Chers jeunes frères, vous me permettrez, m’adressant à tous les mouvements citoyens, de vous faire certaines préconisations et recommandations qui me paraissent utiles, nécessaires et plus productives dans le noble combat que vous menez pour la délivrance du peuple des fourches caudines de nos dirigeants. Il vous faudra revoir vos stratégies de lutte et plus particulièrement vos tactiques de mobilisation et d’occupation de terrain. Je constate une pléthore, une diversité et une multiplication constante des mouvements qui tous s’inscrivent dans la même dynamique de lutte citoyenne. Toutes ces entités déclarent agir pour l’éveil de l’esprit civique, la promotion de la conscience citoyenne et l’engagement patriotique. Aussi me parait-il judicieux, plus efficace et plus productif de procéder à des regroupements organiques plus restreints et mieux structurés. Pour ce faire, il faudrait que chacun se départisse de son égoïsme pour faire montre d’altruisme en faisant don de soi pour la cause commune. Proscrivez la recherche d’un leadership individuel qui ne contribue qu’à l’éclatement de vos cheminements vers le même but. L’atomisation des mouvements citoyens constitue à la fois leur vulnérabilité et leur faiblesse.
Chers jeunes frères, je vous réitère mes encouragements appuyés, vous réaffirme toute ma solidarité fraternelle et vous transmets le soutien indéfectible des citoyens patriotes et engagés qui se demandent comment, dans un pays comme le Sénégal qui se prétend une « démocratie majeure » un jeune et éminent professeur de philosophie puisse se retrouver dans un cachot pour avoir tout simplement voulu se prévaloir d’un droit constitutionnel. Qu’on ne nous parle pas de respect des institutions que les tenants du pouvoir, à commencer par leur chef suprême, sont les premiers à dévaloriser ; la Présidence de la République et l’Assemblée nationale n’ont-elles pas désavoué publiquement une décision de la Cour suprême, avec en prime une motion de félicitations et de soutien au ministre rebelle. Le Président de la République
ainsi que le Président de l’Assemblée nationale n’ont-ils pas cautionné la rébellion de Serigne Mbaye Thiam. Quel scandale ! Le Président Macky Sall n’a- t-il pas procédé à la vassalisation de toutes les institutions comme il avait souhaité le faire pour l’opposition. De qui se moque-t-il ? Respect certes, mais pas à l’égard d’institutions ou sévissent le mensonge et la corruption.

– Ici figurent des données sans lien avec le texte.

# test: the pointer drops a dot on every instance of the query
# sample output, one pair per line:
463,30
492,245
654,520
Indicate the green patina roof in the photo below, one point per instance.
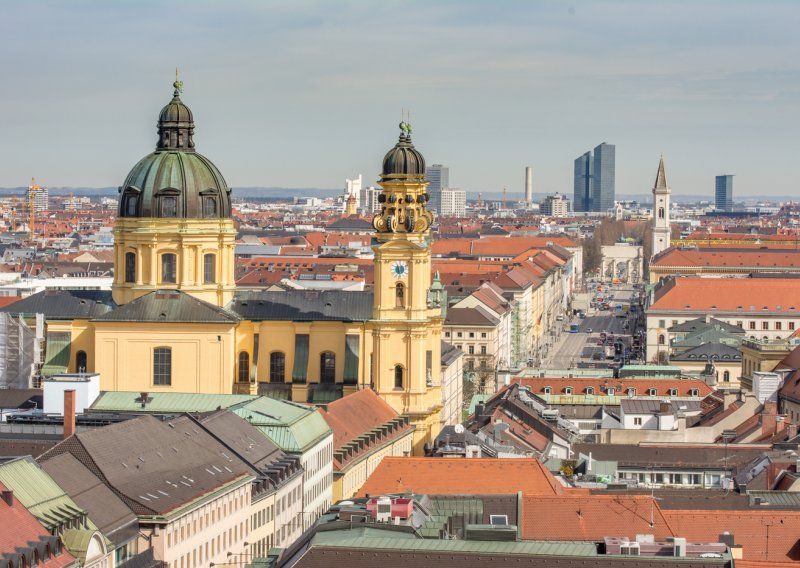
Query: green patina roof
165,402
292,427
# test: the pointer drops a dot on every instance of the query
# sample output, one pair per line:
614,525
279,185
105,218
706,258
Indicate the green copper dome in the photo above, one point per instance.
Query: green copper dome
175,180
403,162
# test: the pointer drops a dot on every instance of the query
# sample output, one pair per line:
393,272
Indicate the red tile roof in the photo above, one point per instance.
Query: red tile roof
592,517
738,295
772,536
461,476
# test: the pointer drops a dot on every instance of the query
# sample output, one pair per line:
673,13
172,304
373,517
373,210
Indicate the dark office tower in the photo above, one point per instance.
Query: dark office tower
724,193
438,178
603,174
582,195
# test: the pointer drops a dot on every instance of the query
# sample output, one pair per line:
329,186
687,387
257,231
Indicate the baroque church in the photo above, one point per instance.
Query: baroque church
174,321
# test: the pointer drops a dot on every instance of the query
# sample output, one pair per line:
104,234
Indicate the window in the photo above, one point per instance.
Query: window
162,366
169,205
277,367
169,262
209,207
80,362
130,267
327,367
399,295
209,268
244,367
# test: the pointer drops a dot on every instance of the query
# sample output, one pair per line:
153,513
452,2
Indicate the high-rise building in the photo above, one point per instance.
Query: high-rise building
555,205
582,197
723,193
453,202
603,177
438,178
661,228
528,186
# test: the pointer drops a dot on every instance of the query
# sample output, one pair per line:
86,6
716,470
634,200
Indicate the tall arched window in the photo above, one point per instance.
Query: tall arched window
162,366
80,361
277,367
130,267
399,295
209,268
169,266
244,367
327,367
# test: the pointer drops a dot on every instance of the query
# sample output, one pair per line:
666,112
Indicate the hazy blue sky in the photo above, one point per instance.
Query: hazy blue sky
305,94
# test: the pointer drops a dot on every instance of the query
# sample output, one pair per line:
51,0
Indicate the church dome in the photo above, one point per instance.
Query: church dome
403,162
175,181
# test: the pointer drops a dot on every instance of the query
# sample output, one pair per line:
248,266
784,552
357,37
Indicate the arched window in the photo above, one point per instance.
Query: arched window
327,367
399,295
80,362
277,367
169,265
162,366
209,268
244,367
209,206
130,267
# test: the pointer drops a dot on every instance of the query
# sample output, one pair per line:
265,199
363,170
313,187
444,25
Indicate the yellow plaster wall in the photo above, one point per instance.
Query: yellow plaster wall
202,356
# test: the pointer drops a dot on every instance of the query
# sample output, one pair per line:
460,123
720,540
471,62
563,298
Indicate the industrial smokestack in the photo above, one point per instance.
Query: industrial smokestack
528,186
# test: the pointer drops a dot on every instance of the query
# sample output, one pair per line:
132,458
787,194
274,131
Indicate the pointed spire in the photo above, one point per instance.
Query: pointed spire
661,177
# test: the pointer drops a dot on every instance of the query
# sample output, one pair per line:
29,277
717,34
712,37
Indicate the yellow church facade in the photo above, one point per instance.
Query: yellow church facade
174,321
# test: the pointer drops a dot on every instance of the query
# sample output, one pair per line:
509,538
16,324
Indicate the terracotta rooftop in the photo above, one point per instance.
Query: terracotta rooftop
736,295
460,476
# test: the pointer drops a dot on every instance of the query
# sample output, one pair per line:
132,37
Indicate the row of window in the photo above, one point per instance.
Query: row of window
167,205
611,391
169,268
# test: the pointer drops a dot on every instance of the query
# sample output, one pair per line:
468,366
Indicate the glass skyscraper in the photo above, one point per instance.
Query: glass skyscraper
723,193
438,179
594,177
582,194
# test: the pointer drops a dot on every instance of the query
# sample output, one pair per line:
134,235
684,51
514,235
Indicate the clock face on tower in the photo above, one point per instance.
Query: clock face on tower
399,269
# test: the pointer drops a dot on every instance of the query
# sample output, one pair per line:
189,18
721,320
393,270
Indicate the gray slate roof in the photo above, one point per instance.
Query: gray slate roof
166,306
64,304
303,305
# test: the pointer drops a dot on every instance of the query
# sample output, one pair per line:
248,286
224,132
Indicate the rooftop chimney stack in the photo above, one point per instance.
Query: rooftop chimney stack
69,413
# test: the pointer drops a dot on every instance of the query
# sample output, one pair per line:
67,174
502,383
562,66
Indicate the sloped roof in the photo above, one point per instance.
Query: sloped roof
460,477
111,515
64,304
303,305
166,306
592,517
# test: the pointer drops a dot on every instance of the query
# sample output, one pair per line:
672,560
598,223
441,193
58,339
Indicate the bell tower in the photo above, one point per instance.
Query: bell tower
661,229
407,314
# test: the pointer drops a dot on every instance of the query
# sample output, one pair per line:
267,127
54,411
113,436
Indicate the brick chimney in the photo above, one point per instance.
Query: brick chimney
69,413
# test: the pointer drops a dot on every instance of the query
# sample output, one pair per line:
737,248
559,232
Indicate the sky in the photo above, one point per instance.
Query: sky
308,93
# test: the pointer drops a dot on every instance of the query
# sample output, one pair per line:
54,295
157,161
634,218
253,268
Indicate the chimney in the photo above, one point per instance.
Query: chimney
69,413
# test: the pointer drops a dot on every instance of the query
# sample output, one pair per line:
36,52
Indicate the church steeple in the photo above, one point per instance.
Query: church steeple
661,227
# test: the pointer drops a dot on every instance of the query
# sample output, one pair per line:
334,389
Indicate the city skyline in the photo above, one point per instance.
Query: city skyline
491,88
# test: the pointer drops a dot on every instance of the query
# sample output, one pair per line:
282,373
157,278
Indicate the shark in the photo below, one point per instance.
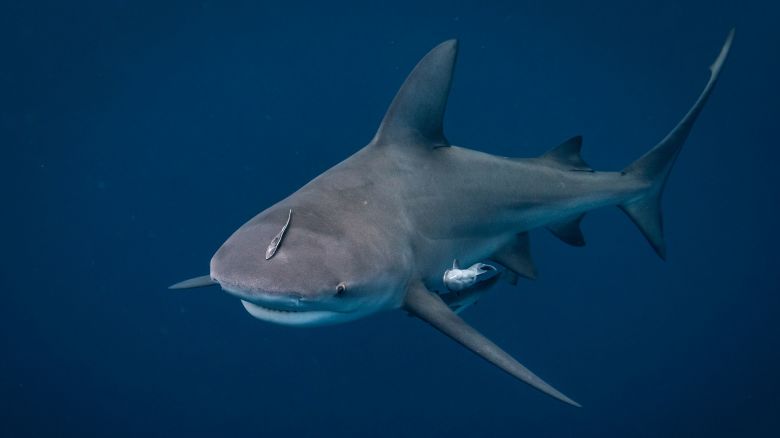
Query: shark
377,231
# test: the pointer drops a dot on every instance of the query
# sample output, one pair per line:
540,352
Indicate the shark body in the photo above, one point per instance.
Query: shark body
377,231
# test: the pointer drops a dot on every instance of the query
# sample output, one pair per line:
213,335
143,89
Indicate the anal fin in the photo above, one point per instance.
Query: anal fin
430,308
516,256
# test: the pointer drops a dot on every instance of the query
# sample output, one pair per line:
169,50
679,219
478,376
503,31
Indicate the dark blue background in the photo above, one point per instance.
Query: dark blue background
137,136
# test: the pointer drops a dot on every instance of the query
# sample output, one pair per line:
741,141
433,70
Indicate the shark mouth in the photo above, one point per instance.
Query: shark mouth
299,318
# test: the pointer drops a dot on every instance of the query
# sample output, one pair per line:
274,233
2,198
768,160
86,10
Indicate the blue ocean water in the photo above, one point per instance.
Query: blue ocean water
138,135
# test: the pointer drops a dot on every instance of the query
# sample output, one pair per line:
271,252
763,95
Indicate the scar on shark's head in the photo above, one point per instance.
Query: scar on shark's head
277,240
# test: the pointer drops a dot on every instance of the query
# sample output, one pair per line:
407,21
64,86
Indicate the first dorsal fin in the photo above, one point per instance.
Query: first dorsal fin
516,256
567,154
417,112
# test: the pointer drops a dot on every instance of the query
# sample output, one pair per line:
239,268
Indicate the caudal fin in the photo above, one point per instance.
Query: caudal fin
654,166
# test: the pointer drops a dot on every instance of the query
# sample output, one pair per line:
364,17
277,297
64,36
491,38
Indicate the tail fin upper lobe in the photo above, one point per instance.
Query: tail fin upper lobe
654,167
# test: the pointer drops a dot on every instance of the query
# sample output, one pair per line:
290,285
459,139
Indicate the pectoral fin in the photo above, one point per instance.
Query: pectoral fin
430,308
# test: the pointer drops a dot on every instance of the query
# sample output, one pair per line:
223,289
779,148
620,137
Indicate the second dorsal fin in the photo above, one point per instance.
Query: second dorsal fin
416,114
567,154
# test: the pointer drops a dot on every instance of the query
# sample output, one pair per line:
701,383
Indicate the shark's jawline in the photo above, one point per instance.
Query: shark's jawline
409,202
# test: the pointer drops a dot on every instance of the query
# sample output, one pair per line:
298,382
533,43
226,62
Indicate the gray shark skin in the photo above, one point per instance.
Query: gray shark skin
377,231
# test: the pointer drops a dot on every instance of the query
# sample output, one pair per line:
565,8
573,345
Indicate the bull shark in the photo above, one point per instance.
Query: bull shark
377,231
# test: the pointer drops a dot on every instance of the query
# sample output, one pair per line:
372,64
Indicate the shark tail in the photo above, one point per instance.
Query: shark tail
653,168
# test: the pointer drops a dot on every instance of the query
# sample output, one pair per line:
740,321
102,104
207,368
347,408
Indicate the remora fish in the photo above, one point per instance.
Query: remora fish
376,231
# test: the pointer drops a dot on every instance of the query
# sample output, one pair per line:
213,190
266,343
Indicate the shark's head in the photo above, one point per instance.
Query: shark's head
311,272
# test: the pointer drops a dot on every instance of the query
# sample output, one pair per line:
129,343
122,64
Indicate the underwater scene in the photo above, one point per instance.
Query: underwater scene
390,219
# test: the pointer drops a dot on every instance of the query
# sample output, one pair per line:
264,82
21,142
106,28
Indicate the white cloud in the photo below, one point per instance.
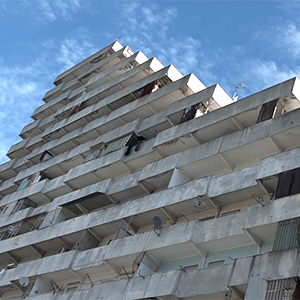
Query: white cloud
154,39
51,10
289,38
23,86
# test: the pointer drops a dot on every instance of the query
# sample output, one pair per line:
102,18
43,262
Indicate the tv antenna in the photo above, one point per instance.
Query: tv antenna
240,85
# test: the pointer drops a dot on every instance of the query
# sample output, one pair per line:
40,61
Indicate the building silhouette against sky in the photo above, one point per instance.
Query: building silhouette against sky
136,182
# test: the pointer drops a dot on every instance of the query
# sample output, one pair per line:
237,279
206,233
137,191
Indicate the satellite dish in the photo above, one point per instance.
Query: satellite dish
158,225
24,281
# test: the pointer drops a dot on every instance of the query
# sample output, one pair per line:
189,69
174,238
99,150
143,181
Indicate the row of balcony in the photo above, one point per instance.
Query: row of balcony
178,244
196,126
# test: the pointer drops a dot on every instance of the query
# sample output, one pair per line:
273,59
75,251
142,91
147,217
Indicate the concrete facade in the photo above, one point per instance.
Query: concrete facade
122,141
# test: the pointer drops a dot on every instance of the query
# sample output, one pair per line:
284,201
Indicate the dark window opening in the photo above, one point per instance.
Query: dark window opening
150,88
85,205
288,183
30,180
135,141
45,156
267,111
23,204
193,112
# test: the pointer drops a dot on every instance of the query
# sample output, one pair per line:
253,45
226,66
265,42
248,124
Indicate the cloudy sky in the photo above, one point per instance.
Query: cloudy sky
225,42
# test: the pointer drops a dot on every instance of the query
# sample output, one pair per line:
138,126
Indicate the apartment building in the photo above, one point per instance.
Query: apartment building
136,182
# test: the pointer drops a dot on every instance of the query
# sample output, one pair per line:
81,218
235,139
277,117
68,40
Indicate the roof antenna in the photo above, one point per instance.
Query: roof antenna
240,85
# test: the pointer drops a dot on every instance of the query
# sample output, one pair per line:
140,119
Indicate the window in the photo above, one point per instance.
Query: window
287,235
283,289
288,183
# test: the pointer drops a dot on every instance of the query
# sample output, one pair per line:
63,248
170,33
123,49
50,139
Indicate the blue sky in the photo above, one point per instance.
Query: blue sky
225,42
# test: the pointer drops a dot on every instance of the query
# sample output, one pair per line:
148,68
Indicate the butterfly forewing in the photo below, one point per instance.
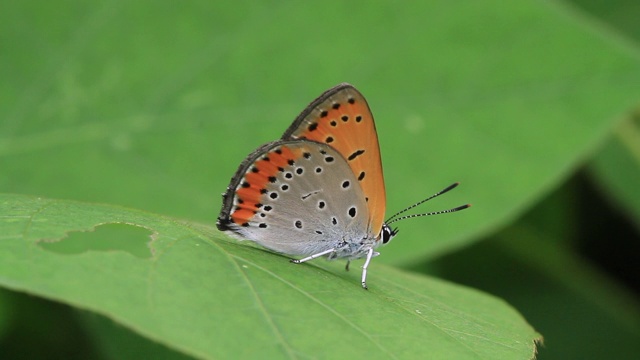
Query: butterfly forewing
341,118
295,197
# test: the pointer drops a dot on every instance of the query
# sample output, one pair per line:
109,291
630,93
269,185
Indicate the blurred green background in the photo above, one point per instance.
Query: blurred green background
532,105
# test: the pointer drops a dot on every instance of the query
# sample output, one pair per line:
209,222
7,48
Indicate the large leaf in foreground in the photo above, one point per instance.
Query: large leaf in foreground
195,291
119,101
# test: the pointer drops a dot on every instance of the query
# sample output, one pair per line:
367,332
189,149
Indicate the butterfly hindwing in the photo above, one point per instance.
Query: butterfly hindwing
341,118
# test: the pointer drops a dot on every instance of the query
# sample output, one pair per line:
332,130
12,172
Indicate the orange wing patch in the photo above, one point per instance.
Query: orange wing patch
253,185
342,119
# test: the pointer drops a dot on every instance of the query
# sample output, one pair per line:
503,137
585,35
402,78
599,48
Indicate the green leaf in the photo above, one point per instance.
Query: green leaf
146,106
215,298
617,168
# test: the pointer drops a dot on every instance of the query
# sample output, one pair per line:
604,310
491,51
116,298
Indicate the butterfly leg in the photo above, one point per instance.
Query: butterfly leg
311,257
370,254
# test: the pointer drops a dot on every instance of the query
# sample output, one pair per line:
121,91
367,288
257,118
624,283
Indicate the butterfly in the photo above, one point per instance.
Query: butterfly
318,190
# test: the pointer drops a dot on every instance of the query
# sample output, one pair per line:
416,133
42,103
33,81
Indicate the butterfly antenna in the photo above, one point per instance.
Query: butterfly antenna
395,217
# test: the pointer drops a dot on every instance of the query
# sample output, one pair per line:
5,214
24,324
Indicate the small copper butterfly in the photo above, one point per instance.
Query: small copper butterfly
319,190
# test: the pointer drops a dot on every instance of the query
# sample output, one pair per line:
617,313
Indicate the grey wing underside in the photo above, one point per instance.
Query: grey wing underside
319,205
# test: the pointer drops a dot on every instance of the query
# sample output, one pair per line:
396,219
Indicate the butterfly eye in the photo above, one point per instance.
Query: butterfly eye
387,233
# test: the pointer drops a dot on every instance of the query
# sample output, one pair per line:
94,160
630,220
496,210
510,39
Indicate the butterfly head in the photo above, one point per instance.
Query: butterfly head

La communauté universitaire dans sa globalité doit non seulement s’émouvoir, mais aussi s’offusquer et s’indigner du traitement discriminatoire, humiliant et dégradant infligé à un professeur d’université ainsi qu’à des étudiants qu’on a jetés dans la promiscuité d’ une cellule en compagnie de délinquants de droit commun, alors qu’un grand et dangereux faux monnayeur, défenseur d’un troisième mandat, est isolé dans une chambre disposant de toutes les commodités. Cet état de fait prouve à suffisance le peu de cas que les autorités font du savoir et le manque total de considération à l’endroit des enseignants dispensateurs de connaissances et des étudiants en quête de savoir.
L’aurore d’une ère nouvelle pointera au « TERMINUS 2024 ».
Dakar le 05 Décembre 2019.
Boubacar SADIO Commissaire divisionnaire de police
De classe exceptionnelle à la retraite.